Screen printing is arguably the most versatile of all printing processes. It can be used to print on a wide variety of substrates, including paper, paperboard, plastics, glass, metals, and fabrics.
Screen printing is arguably the most versatile of all printing processes. It can be used to print on a wide variety of substrates, including paper, paperboard, plastics, glass, metals, and fabrics. Some common products from the screen printing industry include posters, labels, decals, signage, electronic circuit boards, and all manner of textiles. The advantage of screen printing over other print processes is that the press can print on substrates of any shape, thickness and size.
A significant characteristic of screen printing is that a greater thickness of the ink can be applied to the substrate than is possible with other printing techniques. This allows for some very interesting effects that are not possible using other printing methods. Due to the simplicity of the application process, a wider range of inks and dyes are available for use in screen printing than for use in any other printing process.
Utilization of screen printing presses has begun to increase because production rates have improved. This has been a result of the development of the automated and rotary screen printing press, improved dryers, and U.V. curable ink. The major chemicals used include screen emulsions, inks, solvents, surfactants, caustics and oxidizers used in screen reclamation. The inks used vary dramatically in their formulations.

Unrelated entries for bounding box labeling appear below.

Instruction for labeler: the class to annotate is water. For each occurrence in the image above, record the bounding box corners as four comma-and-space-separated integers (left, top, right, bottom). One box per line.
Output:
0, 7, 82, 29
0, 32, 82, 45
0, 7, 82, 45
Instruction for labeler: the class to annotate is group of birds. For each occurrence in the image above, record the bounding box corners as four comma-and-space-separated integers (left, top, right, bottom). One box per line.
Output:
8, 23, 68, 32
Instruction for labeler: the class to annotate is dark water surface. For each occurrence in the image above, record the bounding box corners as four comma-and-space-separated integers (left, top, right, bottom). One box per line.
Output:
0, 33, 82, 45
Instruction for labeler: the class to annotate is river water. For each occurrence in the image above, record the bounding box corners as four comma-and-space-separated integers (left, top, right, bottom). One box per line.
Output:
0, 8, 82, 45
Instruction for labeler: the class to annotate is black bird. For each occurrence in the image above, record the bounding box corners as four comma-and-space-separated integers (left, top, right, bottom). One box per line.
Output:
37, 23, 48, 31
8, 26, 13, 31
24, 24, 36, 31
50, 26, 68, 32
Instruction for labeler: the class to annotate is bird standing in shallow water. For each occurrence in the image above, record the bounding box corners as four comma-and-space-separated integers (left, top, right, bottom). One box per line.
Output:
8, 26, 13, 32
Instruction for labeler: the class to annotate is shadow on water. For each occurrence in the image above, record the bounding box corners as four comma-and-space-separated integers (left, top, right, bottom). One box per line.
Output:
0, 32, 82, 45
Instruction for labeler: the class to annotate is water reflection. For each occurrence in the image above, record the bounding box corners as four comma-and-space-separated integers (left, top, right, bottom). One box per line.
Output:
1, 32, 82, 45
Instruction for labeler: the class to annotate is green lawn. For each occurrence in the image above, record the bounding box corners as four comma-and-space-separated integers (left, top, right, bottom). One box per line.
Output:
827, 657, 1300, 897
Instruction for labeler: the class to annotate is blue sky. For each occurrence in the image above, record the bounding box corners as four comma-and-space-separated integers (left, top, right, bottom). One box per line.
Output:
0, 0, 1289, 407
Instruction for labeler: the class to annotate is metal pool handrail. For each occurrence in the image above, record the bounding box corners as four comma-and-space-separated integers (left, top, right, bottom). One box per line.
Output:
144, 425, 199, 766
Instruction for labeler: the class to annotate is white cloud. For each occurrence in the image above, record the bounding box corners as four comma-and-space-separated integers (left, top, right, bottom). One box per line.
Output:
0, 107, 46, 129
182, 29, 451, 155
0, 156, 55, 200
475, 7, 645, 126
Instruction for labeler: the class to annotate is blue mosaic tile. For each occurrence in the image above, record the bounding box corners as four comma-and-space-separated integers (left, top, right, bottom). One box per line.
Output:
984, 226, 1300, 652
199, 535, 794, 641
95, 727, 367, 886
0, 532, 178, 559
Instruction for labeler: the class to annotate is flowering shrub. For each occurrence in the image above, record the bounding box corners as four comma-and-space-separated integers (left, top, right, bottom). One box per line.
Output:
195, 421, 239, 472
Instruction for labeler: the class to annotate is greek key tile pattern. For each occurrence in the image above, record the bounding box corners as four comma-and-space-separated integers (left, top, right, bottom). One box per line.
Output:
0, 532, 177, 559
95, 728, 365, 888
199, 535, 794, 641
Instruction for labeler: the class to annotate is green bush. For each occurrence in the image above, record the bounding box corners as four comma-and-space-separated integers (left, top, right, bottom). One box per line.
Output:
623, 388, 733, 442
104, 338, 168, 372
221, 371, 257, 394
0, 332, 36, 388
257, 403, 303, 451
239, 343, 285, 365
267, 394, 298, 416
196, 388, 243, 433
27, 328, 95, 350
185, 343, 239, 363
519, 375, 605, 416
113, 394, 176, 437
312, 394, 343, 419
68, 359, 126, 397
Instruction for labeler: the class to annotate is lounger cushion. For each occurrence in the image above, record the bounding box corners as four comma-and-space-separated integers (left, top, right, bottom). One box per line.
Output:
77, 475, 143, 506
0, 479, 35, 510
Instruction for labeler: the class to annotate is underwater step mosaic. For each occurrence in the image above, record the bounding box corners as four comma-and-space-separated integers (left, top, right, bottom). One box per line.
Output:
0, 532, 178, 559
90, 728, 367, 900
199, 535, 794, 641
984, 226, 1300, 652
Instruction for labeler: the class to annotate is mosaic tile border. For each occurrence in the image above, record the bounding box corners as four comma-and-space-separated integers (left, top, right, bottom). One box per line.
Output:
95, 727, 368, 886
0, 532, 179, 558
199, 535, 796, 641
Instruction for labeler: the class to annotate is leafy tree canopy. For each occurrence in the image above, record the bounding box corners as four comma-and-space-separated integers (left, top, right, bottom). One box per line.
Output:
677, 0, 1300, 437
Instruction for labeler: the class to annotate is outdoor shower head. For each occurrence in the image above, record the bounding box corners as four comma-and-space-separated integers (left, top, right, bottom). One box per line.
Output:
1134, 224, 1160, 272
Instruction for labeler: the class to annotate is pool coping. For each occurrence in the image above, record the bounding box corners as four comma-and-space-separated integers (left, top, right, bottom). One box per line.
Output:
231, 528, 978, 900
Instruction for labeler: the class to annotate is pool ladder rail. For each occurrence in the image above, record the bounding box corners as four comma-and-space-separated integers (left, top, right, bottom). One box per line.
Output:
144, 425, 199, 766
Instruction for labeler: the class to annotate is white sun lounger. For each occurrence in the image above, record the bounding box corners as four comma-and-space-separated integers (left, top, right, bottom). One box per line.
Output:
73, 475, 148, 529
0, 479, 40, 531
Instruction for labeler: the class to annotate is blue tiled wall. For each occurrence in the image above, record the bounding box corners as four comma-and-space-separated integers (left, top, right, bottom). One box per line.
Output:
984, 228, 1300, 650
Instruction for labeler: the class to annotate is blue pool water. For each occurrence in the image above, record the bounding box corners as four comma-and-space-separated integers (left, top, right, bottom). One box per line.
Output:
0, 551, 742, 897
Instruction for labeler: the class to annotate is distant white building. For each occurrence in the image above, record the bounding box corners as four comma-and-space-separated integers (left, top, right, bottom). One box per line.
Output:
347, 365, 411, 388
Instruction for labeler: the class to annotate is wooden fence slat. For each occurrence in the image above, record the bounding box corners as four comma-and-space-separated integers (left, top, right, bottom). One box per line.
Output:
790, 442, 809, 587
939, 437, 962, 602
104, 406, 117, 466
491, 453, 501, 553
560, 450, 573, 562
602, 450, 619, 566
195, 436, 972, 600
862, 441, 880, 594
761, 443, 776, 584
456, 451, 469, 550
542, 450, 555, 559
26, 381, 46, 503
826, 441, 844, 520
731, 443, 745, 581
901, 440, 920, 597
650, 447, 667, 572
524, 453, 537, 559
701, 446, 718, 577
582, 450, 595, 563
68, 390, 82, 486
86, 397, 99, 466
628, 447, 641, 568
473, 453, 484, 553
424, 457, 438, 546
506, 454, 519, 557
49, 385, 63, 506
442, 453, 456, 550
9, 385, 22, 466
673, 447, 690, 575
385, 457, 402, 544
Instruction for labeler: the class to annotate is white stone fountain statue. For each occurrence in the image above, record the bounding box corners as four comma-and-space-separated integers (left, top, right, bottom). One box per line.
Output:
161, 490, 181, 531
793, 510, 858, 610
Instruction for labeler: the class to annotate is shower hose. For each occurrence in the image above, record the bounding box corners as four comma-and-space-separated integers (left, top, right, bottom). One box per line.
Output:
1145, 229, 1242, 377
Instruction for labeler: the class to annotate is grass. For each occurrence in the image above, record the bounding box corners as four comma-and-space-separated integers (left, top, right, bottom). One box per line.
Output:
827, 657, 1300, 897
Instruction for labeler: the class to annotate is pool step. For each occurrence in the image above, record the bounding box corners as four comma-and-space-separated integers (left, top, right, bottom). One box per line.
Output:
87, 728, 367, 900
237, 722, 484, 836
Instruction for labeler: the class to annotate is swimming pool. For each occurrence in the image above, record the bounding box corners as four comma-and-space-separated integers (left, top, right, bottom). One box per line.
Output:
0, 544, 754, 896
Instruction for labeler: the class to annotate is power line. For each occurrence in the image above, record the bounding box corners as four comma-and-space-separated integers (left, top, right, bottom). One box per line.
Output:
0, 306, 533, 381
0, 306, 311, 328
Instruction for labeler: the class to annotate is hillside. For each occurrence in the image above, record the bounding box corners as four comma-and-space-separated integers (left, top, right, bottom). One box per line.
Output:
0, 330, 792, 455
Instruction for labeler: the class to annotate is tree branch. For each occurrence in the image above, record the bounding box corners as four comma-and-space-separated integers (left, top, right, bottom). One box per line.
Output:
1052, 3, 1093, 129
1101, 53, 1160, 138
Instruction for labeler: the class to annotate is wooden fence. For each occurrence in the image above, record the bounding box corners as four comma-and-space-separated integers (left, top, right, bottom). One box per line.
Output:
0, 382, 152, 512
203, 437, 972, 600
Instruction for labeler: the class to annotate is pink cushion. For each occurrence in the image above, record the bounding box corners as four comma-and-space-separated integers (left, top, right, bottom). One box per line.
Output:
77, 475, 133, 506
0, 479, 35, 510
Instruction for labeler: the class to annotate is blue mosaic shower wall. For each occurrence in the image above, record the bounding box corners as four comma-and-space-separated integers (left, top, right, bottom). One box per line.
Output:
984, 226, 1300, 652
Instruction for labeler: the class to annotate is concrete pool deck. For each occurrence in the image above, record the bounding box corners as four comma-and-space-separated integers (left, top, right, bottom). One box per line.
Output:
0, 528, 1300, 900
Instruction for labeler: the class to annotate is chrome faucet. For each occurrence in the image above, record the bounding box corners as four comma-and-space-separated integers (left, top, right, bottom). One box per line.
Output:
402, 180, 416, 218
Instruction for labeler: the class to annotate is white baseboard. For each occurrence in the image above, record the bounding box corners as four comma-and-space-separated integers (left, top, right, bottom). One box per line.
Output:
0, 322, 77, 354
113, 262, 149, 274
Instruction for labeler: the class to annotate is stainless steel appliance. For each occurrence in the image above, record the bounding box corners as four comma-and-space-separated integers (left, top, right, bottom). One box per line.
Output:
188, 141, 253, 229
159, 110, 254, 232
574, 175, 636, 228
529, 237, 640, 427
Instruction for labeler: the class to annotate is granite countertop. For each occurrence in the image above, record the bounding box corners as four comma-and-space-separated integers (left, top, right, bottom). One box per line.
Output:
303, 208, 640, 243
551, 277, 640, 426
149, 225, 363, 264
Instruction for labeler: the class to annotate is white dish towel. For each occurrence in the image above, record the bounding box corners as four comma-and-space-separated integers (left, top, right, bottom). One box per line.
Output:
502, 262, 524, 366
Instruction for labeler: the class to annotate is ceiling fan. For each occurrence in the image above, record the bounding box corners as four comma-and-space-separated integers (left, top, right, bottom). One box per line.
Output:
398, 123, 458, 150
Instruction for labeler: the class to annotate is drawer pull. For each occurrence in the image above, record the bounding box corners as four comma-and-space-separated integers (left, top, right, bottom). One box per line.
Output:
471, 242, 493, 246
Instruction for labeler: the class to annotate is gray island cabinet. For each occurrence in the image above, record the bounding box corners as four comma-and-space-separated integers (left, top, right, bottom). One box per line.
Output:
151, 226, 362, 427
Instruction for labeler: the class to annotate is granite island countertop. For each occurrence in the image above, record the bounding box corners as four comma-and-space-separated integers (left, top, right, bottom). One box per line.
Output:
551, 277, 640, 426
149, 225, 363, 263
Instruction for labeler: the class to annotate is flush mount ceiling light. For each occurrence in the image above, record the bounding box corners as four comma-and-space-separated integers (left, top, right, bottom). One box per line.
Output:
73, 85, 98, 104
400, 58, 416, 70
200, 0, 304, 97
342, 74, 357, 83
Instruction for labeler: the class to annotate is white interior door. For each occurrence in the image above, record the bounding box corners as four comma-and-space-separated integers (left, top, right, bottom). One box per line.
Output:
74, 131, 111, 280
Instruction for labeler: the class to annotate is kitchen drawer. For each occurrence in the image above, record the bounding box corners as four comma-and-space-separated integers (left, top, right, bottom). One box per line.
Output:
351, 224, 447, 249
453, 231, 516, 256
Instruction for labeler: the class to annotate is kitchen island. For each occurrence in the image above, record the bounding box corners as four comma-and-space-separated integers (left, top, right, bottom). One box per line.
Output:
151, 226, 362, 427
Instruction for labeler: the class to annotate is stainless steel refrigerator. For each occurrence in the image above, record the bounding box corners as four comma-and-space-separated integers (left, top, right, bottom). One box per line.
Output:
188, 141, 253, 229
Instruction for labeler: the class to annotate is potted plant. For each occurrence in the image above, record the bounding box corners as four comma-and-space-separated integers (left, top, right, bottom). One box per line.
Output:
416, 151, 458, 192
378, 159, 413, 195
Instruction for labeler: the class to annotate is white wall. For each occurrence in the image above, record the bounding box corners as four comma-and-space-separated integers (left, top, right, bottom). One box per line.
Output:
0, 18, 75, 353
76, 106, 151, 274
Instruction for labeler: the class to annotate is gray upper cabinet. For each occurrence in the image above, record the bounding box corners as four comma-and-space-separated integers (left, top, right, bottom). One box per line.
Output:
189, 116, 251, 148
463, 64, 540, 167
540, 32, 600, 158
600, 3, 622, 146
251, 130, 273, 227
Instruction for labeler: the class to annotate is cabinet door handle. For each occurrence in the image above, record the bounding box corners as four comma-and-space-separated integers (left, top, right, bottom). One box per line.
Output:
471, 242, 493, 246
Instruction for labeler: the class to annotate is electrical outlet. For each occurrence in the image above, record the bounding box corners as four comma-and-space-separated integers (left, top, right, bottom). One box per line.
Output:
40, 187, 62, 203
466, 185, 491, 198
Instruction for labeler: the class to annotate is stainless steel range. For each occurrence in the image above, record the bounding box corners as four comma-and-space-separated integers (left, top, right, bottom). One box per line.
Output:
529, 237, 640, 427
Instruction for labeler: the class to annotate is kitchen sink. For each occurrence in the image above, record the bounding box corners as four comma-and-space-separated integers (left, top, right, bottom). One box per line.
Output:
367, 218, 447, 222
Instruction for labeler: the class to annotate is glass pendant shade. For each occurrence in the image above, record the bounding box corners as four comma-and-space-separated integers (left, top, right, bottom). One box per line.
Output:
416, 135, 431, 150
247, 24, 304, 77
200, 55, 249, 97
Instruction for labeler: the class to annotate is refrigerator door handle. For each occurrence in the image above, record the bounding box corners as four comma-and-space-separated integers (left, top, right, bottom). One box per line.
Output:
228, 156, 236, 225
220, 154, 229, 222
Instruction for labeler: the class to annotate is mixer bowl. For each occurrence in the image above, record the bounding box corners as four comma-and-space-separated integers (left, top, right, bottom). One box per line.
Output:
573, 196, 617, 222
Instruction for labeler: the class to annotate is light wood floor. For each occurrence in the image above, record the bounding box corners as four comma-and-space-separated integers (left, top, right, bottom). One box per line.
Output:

Screen printing consists of three elements: the screen, which carries the image; the squeegee; and ink. The screen printing process uses a porous mesh screen stretched tightly over a frame made of wood or metal. Proper tension is essential to accurate color registration. The screen is made of porous fabric or stainless steel mesh. A stencil is produced on the screen either manually or photochemically. The stencil defines the image to be printed; in other printing technologies this would be referred to as the image plate.
Screen printing ink is applied to the substrate by placing the screen over the material. Ink with a paint-like consistency is placed onto the top of the screen. Ink is then forced through the fine mesh openings using a squeegee that is drawn across the screen; the applied pressure forces the ink through the open areas of the screen. Ink will pass through only in areas where no stencil is applied, thus forming an image on the printing substrate. The diameter of the threads and the thread count of the mesh will determine how much ink is deposited onto the substrates.
Many factors such as composition, size, form, angle, pressure, and speed of the blade (squeegee) determine the quality of the impression made by the squeegee. At one time, most blades were made from rubber; however, they were prone to wear and edge nicks that often distorted the image. While blades continue to be made from rubbers such as neoprene, most are now made from polyurethane, which can produce as many as 25,000 impressions without significant degradation of the image.
If the item was printed on a manual or automatic screen press, the printed product will be placed on a conveyor belt which carries the item into the drying oven or through the UV curing system. Rotary screen presses feed the material through the drying or curing system automatically. Air drying of certain inks, though rare in the industry, is still sometimes utilized.
The rate of screen printing production was once dictated by the drying rate of the screen print inks. Due to improvements and innovations the production rate has greatly increased. Some specific innovations which affected the production rate and increased screen press popularity include the development of automatic presses versus hand operated presses, improved drying systems, and the development and improvement of U.V. curable ink technologies. More recently, the development of the rotary screen press has been significant, as it allows continuous operation of the press.
Screen (or image transfer) preparation includes a number of steps. First, the customer provides the screen printer with objects, photographs, text, or concepts of what they wish to have printed. The printer must then transfer the image to film using either a camera or image-setter. The image on film is called a film positive, which can then be processed and eventually used to prepare the screen stencil.
Once the artwork is transferred to a positive image, it will be chemically processed onto the screen fabric (by applying the emulsion or stencil) and eventually mounted onto a screen frame. The frame is then attached to the printing press and production begins.
There are three types of screen printing presses: flat-bed, cylinder, and rotary. Flat-bed is the most commonly utilized.
Until somewhat recently, all screen printing presses were manually operated. Now, however, most commercial and industrial screen printing is done on single and multicolor automated presses.
Ruined screens and failure to reclaim screens cost on average $5,000-$10,000 per year. The average monthly fabric cost is $360. One study showed that chemical reclamation costs between $2 and $10 per average screen, while screen disposal cost just shy of $50.
The process of reclaiming screens generates solvent waste and waste water. Solvent waste generated from screen cleaning and waste water is generated through the process of emulsion removal. The waste water will contain particulates comprised of ink pigment, emulsion and emulsion remover (periodate).
Screen printing inks are moderately viscous inks. They exhibit different properties as compared to other printing inks such as offset, gravure and flexographic inks, though they have similar basic compositions (pigments, solvent carrier, toners, and emulsifiers). There are five different types of screen ink: solvent, water, solvent plastisol, water plastisol, and UV curable.